The two proposals discussed previously represent the outcomes of the food policy process investigated herein. In addition to these measures, the Ministry of Agriculture and Forestry updated the implementation plan for the new food policy throughout the study period. Besides listing concrete action taken in relation to the two aforementioned measures, the plan also includes a food appreciation scheme, which includes food waste–related action at a more abstract level. For example, the plan mentions the campaign “Food Waste Week” but proposes it only as a target for funding, rather than as a means of addressing stakeholders other than consumers.
In summary, the eco-efficiency, safety, and appreciation framings are included in the outcomes of the policy process, but the solidarity framing is not. Furthermore, the outcomes do not account for the various exclusions identified in this study. According to our analysis, people’s affective and bodily relations with food are not taken into account in the eco-efficiency and safety framings.

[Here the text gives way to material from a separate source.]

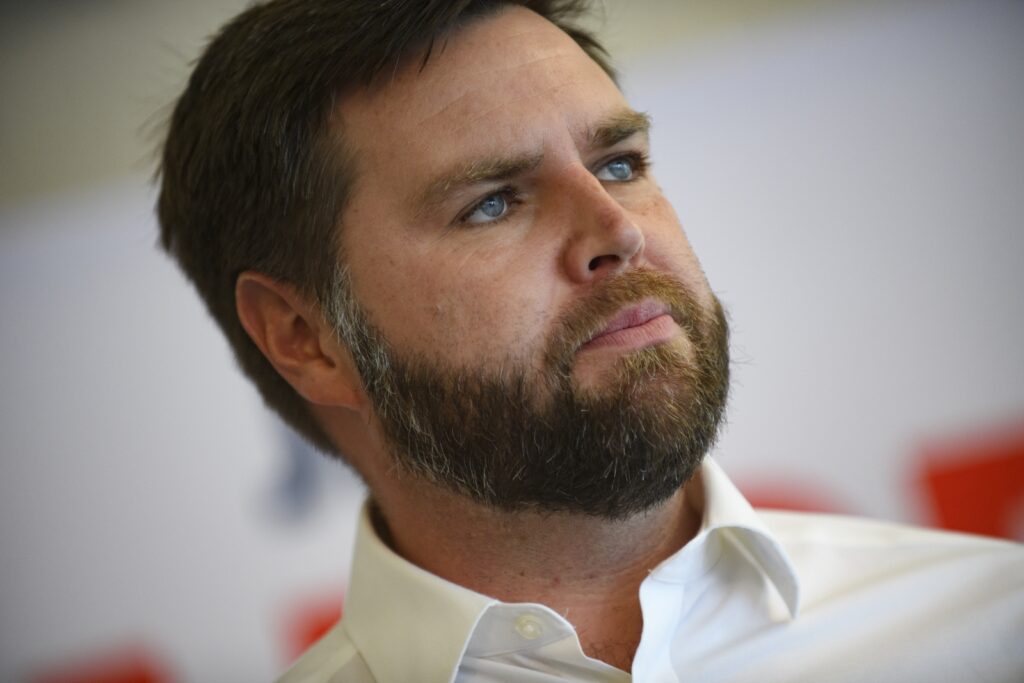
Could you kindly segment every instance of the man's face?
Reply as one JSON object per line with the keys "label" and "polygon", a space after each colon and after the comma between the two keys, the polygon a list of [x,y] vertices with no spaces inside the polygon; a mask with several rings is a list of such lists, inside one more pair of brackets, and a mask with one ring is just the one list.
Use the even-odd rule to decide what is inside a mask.
{"label": "man's face", "polygon": [[714,439],[725,326],[604,72],[513,7],[339,114],[346,341],[384,348],[355,355],[398,462],[507,508],[677,488]]}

Those actors who must frequently deal with food waste, such as retail managers, experience a moral burden that increases their will to do more than what is officially required to reduce food waste (Gruber, Holweg, and Teller 2016). The opposite is true as well: the further away the actors are from everyday interactions with food waste, the easier it seems for them to be able to manage it. The treatment of the food waste issue in public policy debate as a calculable problem also facilitates monitoring of the issue from a distance (Star and Griesemer 1989).
Discussion
Theoretical Implications
The article makes four theoretical contributions. First, the findings broaden the view of responsibilization by going beyond consumer responsibilization. Earlier studies focus on the processes and outcomes of consumer responsibilization as a consequence of the neoliberal ideology (Anderson et al. 2016; Giesler and Veresiu 2014). As a complement, this study reveals how framing is directly connected to responsibilization of various stakeholders and to public policy solutions. Responsibilization within sustainability issues is, increasingly, not only about shifting duties and risks to consumers, but also about an ongoing and multifaceted negotiation process (Soneryd and Uggla 2015) wherein several stakeholders, including retailers, research institutes, and public organizations strive to find workable solutions to address food waste.

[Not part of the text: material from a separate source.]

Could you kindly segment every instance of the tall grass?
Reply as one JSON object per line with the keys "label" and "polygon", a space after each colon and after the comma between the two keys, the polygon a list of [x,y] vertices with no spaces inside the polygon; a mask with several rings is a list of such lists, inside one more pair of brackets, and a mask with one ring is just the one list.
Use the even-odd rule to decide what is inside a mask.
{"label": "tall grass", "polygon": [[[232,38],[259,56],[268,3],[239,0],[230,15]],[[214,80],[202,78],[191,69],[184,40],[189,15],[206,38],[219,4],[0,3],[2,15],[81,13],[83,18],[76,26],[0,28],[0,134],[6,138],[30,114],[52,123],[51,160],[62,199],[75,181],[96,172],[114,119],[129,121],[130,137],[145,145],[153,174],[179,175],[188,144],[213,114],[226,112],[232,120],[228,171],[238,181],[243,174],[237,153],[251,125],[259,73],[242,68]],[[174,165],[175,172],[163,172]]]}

Second, the findings of the present analysis demonstrate that stakeholder responsibilization intertwines with framing, as different framings responsibilize different stakeholders. Likewise, food waste as a boundary object is flexible: within the eco-efficiency and safety framings, it appears more as a waste (and, consequently, health) management issue, while within the solidarity and appreciation framings, the focus is more on the human aspect. The study continues the critical discussion on responsibilization that highlights its complex and dynamic nature (Gollnhofer and Kuruoglu 2018; Gollnhofer, Weijo, and Schouten 2019; Kipp and Hawkins 2019; Soneryd and Uggla 2015; Thompson and Kumar 2021). Also, our findings further show how different framings of food waste relate the issue to larger themes in society and public policy, such as the solidarity framing to malnutrition and the disadvantaged or the eco-efficiency framing to climate change. Thus, our findings have implications to a wider audience within public policy discussions (see Porpino 2016, p. 49).
Third, our findings demonstrate that context and time frame matter in processes of stakeholder responsibilization. In contrast to sudden crises that can encourage stakeholders to self-responsibilize quickly (Gollnhofer and Kuruoglu 2018), food waste and many other sustainability issues develop slowly over time and are related to changes in stakeholders’ daily practices and conventions. For instance, the goals set by the EU and UN to reduce food waste by 2030 creates a longer time frame for involved stakeholders to react and for the responsibilization process to unfold in both marketplace and public policies. The COVID-19 shock has shown that policies can also change extremely rapidly, even overriding basic human rights (e.g., freedom of movement). Compared with sustainability challenges, in which such sudden shocks are less common, responsibilization processes take more time and require more negotiation.
Fourth, the study connects the boundary object theory (Star 2010; Star and Griesemer 1989) with the processes of responsibilization. This study has demonstrated that food waste as a boundary object impacts stakeholder responsibilization. The findings highlight the continuous negotiation between stakeholders on who is responsible and how. Food system stakeholders have differing interests and promote solutions that are often in competition with each other, which can result in actions that do not necessarily lead to a win-win situation for all stakeholders or large-scale change within the food system (Mourad 2016). Thus, if only a few framings dominate the public policy debate, some stakeholders’ interests and the solutions they strive for may be excluded. Likewise, the exclusions in the process of framing means that the responsibility of some stakeholders has been overlooked. Therefore, if only some framings translate into action, not all stakeholders will be mobilized to take action. The nature of food waste as a boundary object also may enable some stakeholders to withdraw from responsibility while still participating in the public policy debate.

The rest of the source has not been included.